I have had the chance to work with some pretty amazing people over the years, including Pascal Mychalysin, the master mason at Gloucester Cathedral. This was back in 1998 when I was artist-in-residence there. One day we were up on the scaffolding looking at the work he was doing restoring some of the stonework, when he pulled out a loose piece of mortal and with it came this oyster shell. Pascal reckoned that it was put there by a medieval mason on his lunch break, stuffing the empty shell of the oyster that he had just eaten into to the crack to get rid of it. Oysters were a common food in those days, or so I was led to believe. I held onto that shell with its mortar pedestal. For a moment the centuries between then and now collapsed. That is also how I see Pascal: through his work he has a direct connection to those time that he has come to embody.
The studio clearout continues. I guess I take my englishness with me wherever you go, even into the open-plan studio Gute Gründe that was my base during our Berlin years (2003–2007): hence ‘knight’ Ryder on this reminder to pay for the phone. It was a strange mix in that studio, quite a few children’s book illustrators as well as other artists. Three weeks in Berlin, one week in the UK: that was my routine at the time. I got to know Easyjet very well!
The studio clear out continues and this was in one of the boxes: the cremated remains of a swan that made it all the way from Siberia only to die on arrival at its breeding grounds on the Severn Estuary. That swan has been flying in my imagination ever since. I know what she looked like, her unique markings, her life history; and I know I need to make an artwork out of this precious bag of carbon.

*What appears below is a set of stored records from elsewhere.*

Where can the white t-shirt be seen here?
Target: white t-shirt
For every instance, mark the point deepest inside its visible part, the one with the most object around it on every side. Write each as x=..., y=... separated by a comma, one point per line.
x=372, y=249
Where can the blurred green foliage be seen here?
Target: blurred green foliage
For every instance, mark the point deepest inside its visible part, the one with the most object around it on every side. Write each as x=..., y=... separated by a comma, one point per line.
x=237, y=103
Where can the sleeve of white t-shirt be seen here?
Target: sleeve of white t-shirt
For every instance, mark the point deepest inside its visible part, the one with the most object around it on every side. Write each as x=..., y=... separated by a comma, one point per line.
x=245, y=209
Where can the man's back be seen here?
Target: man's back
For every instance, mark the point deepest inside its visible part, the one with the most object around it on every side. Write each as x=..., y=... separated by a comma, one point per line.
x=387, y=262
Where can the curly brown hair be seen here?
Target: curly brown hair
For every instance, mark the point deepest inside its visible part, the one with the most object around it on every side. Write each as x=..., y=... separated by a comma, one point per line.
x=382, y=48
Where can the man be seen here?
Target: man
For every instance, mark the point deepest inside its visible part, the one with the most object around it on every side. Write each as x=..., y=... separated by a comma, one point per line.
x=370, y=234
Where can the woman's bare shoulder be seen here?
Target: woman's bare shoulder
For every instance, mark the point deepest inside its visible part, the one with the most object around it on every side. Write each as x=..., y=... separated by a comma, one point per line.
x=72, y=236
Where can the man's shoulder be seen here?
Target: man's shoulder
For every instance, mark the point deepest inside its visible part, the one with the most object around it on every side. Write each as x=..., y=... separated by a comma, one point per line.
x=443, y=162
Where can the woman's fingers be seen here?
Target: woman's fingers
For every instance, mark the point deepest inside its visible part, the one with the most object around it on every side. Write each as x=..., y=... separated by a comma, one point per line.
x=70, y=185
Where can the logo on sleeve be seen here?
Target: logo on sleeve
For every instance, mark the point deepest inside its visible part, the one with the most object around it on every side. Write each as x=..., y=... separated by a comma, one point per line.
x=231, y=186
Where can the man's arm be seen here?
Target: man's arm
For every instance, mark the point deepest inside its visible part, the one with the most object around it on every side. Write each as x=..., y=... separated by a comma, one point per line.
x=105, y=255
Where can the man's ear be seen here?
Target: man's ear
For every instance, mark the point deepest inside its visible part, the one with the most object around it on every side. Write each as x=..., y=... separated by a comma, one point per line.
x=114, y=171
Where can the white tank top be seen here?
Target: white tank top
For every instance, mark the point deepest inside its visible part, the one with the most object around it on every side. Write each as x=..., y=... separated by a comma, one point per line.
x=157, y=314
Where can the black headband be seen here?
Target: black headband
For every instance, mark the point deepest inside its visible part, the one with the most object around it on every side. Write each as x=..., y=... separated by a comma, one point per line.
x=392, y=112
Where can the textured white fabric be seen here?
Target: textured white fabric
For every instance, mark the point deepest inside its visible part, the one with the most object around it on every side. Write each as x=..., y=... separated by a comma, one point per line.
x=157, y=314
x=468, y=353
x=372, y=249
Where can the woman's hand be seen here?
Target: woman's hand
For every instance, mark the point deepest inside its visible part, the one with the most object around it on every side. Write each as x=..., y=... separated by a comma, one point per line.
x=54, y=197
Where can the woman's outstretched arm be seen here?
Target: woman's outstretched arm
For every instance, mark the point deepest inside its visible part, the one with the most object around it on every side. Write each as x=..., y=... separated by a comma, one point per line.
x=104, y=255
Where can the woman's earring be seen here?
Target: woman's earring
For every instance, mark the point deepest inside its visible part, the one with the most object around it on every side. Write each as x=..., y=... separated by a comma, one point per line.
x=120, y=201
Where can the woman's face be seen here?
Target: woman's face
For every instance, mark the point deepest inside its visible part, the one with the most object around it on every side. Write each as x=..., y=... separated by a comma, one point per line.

A polaroid from our first year at the RCA. Meet Mr Samuel Kaliski, micro-gallery owner and art shark. He cruised the waters of the RCA offering shows in his Demandesque space. As if struck by a tsunami of indecision, many artworks at the time were ‘Untitled’, and so it is with Adam’s current venture Untitled Motorcycles.
The studio clearout continues, as do the memories. Proust had his madeleine; I’ve got the these work trousers, which take me back to 1998 and my residency at Gloucester cathedral. Working with natural latex again, this time to make a large installation, ‘The Words to Say It’, covering the whole of the crypt. For weeks on end the studio stank of ammonia, used to stop the latex setting too quickly when exposed to air. My jeans became encrusted as I worked away, and the smell of ammonia seared through my brain throughout that winter!